Et pourtant il fit en Belgique la une de tous les journaux et son rapport donna
lieu a de nombreux colloques il y a 53 ans. Tout cela date. Il est mort en 1990
à l’âge canonique de 92 ans, âge respectable pour
quelqu’un qui toute sa vie fut obsédé par le phénomène du « vieillissement
démographique », expression dont il serait le créateur.

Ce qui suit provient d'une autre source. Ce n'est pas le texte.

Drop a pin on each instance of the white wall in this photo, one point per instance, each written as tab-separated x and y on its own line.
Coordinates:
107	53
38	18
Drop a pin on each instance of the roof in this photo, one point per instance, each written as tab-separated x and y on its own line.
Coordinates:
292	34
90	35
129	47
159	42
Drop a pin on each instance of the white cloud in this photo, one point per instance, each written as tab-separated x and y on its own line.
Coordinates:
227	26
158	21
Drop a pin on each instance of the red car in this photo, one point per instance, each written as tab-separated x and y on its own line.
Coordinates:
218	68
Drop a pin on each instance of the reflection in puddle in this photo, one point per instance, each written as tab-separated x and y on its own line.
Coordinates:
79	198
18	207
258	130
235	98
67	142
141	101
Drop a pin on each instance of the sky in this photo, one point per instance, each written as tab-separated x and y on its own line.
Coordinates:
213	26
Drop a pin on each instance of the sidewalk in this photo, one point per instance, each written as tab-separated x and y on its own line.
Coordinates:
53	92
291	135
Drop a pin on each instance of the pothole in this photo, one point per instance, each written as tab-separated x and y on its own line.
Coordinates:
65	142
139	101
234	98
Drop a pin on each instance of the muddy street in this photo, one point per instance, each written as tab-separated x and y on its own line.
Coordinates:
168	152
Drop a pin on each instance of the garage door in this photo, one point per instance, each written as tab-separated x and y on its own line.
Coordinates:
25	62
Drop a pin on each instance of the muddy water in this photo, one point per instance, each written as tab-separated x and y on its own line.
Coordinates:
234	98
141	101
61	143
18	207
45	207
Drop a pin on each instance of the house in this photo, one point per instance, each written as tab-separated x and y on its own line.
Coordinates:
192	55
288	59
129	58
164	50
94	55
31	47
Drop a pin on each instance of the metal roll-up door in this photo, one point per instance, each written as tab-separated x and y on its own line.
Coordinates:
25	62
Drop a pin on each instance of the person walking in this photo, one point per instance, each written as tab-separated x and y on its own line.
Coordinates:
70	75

C’est en effet, en 1962, face au déclin wallon que le
Conseil Economique
Wallon lui a demandé son avis ; il était alors professeur au Collège de
France, directeur de l’Institut National d’Etudes Démographiques, spécialiste
de renommée mondiale. Il devait rédiger un rapport d’une cinquantaine de pages,
qu’il conclut par les mots suivants « Un pays où dominent les vieux, un
pays qui ne renouvelle pas ses cellules, ne peut prétendre jouer un rôle
convenable dans une époque où jaillit de toutes parts le progrès et où s'élève
une concurrence plus vive encore et moins limitée que celle, déjà sévère, du
XIXème siècle ». Dans son rapport, Alfred Sauvy va longuement plaider pour
que soit restauré un dynamisme démographique suffisant grâce à une politique de
soutien de la fécondité s’accompagnant d'une immigration de type familial. Il préconise
d’accroître notablement l’aide accordée aux deuxième et troisième enfants en
Wallonie et recommande ainsi une régionalisation des politiques familiales. A l’époque,
les Flamands et les partisans de la Belgique unitaire se sont opposés à cette
différenciation des allocations familiales, au prétexte que tous les Belges
sont égaux.
Que reste-t-il de ce rapport ? Il y a bien sur la régionalisation de
la politique familiale qui est à l’agenda des partis séparatistes. Mais à part
cela, il reste beaucoup d’interrogations et peu de réponses. On ne peut pas
dire que notre politique d’immigration soit une réussite quand on voit le
manque d’intégration de tant de jeunes. Quant au vieillissement proprement dit,
il doit être traité avec prudence. Il peut venir de deux causes distinctes,
aux conséquences différentes, à
savoir une baisse du taux de fécondité et un allongement de la vie. La baisse
de la fécondité est un phénomène passager alors que la baisse de la mortalité
semble s’inscrire dans la durée. La baisse de la fécondité peut avoir un impact
sur l’équilibre des finances publiques avec l’augmentation des dépenses de retraites
et de santé en particulier. L’allongement de la vie, pour autant que la santé
évolue de pair, ne devrait avoir aucun effet si la société acceptait de relever
l’âge du départ à la retraite. Or en
Belgique notre vieillissement est pour l’essentiel dû à l’allongement de la
vie.
Quant à l’impact économique direct, il semblerait que le vieillissement
soit plutôt favorable à la croissance dans la mesure où il appelle à une
augmentation de l’investissement. Sur le plan concret, il existe deux économies
qui plus que les autres souffrent du vieillissement au point de voir leur
population décroître. Ce sont l’Allemagne et le Japon. L’Allemagne réussit
plutôt bien et le Japon connaît aujourd’hui une certaine reprise. Quant à la
Wallonie, elle n’a suivi le conseil de Sauvy qu’à moitié.
Certes le taux de vieillissement y est plus bas qu’en Flandre, pas tellement
parce que l’on y fait plus d’enfants mais parce que l’on y meurt plus tôt.